Jika memperhatikan dari keterangan-keterangan Ibnu Mandzur dan Al-Razi tersebut di atas, baik tentang arti dari  Ramadhan maupun puasa, ada indikasi bahwa seolah-olah turunnya syari’at puasa, saling terkait dan bersamaan waktunya dengan kelahiran dalam bulan Ramadhan. Dalam keyakinan ilmiyahnya bisa dibenarkan, dikarenakan kedua kata itu memiliki relasi arti yang dekat dan saling bersentuhan, yaitu sama-sama ‘panas’ atau ‘kering’ yang disebabkan ‘berpuasa’.

Secara awam, ada sebuah pertanyaan yang sifatnya umum; sejak kapan pastinya bulan Ramadhan itu ada, dan sejak kapan pastinya puasa Ramadhan disyari’atkan, sehingga kedua perkataan itu mengaitkan syari’at dengan inti ma’nanya sebagai “panas, kering atau haus”? Dan sejak kapan puasa diberlakukan kepada umat manusia? Bagaimana pula dengan puasa-puasa terdahulu yang dilakukan tidak di bulan Ramadhan? Beberapa pertanyaan ini akan, insya Allah akan dibahas dengan menelaah kembali ayat Al-Qur’an yang menyangkut syari’at untuk melakukan puasa.

Di dalam ayat Al-Qur’an, Allah memerintahkan kaum muslimin untuk melakukan ibadah puasa adalah terdapat pada surat Al-Baqarah ayat 183 – 184, yang artinya, ”Hai orang-orang yang beriman, diwajibkan atas kamu berpuasa sebagaimana diwajibkan atas orang-orang sebelum kamu agar kamu bertaqwa, (yaitu) dalam beberapa hari yang tertentu.” Ayat ini turun tanpa sebab tertentu, sebagaimana terjadi pada kebanyakan ayat-ayat ahkam –ayat yang berkenaan dengan hukum–, yang turun setelah ada peristiwa-peristiwa tertentu yang terjadi pada Nabi Muhammad saw atau para shahabat.

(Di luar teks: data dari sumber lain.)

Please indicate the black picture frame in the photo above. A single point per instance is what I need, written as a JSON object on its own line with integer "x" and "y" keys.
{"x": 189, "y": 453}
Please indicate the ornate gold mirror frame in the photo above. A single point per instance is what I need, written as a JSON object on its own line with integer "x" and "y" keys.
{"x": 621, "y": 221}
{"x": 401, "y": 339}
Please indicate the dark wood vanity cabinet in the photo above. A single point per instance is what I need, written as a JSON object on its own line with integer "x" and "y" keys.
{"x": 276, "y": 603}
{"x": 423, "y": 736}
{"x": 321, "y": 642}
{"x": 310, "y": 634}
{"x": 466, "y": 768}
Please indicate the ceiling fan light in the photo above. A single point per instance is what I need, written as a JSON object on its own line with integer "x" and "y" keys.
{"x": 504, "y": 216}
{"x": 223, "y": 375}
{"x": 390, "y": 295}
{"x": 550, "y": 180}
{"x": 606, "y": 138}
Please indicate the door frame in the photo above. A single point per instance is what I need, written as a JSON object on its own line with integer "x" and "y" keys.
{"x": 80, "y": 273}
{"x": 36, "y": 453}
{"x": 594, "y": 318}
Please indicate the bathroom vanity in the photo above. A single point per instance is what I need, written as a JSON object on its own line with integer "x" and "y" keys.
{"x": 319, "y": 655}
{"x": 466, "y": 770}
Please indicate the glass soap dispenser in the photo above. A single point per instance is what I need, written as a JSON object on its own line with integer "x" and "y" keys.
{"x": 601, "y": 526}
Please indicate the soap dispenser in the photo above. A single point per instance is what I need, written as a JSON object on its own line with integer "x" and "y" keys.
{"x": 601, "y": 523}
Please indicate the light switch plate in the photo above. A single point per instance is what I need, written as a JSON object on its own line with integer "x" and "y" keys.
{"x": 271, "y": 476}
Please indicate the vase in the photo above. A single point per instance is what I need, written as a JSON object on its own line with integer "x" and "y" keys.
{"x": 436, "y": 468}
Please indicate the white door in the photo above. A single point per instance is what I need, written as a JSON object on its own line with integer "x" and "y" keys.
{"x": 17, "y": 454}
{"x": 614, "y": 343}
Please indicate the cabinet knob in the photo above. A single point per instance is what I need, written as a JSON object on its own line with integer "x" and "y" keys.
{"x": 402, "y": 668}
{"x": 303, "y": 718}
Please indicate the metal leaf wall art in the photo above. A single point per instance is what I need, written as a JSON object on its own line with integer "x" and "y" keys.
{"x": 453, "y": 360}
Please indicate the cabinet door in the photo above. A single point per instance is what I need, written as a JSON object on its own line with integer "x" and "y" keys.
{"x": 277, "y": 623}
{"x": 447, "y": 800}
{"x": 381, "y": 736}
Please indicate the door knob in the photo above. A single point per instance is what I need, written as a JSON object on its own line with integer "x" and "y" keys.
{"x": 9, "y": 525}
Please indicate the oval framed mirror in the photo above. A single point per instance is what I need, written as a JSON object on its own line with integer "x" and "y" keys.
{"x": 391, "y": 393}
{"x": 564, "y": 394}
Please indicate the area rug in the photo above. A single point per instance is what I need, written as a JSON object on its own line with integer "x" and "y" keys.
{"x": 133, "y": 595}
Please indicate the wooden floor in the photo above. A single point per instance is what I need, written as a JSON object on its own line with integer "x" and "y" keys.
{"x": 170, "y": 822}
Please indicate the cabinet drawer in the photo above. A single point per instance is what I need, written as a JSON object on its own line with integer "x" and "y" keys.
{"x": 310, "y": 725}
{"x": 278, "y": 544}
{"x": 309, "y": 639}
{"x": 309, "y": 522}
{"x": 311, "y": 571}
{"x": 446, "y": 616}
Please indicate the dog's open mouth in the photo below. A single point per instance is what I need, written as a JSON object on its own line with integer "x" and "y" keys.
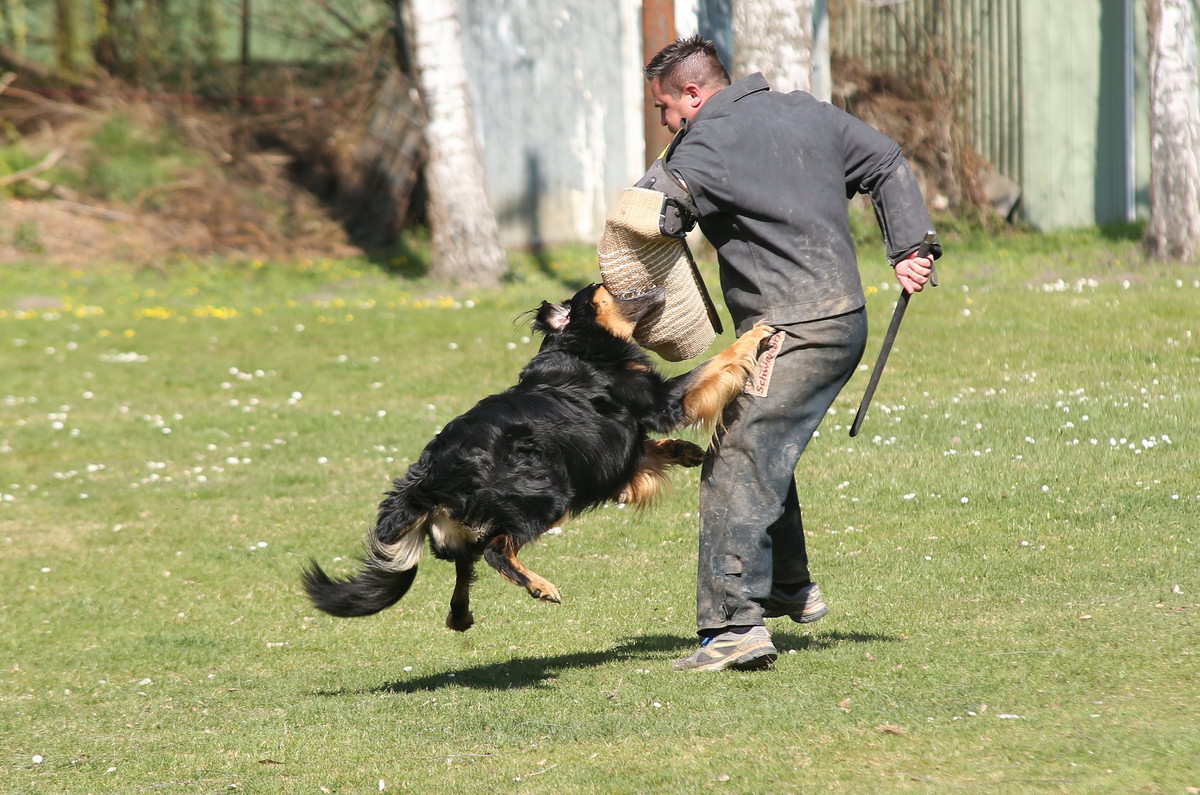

Kandungan ayat-ayat dalam surah Al-Baqarah ini adalah surah yang turun ketika Nabi Muhammad saw di Madinah (Madani) sebagai disebutkan sebuah informasi yang menyatakan “sebagaimana diwajibkan atas orang-orang sebelum kamu”.

Pemahaman dari ayat ini di antaranya ada dua persoalan pokok yang menjadi bahan perbedaan pendapat di antara para ulama, khususnya para mufassir. Perbedaan pertama menyangkut kalimat “sebagaimana diwajibkan”. Ini menjadi persoalan karena munculnya pertanyaan; apakah kesamaan berpuasa yang diwajibkan atas kaum “sebelum kamu” adalah puasa di bulan Ramadhan, atau (kedua) kesamaan itu hanya meliputi hal syari’at berpuasa saja, sedangkan waktunya berada di bulan lain.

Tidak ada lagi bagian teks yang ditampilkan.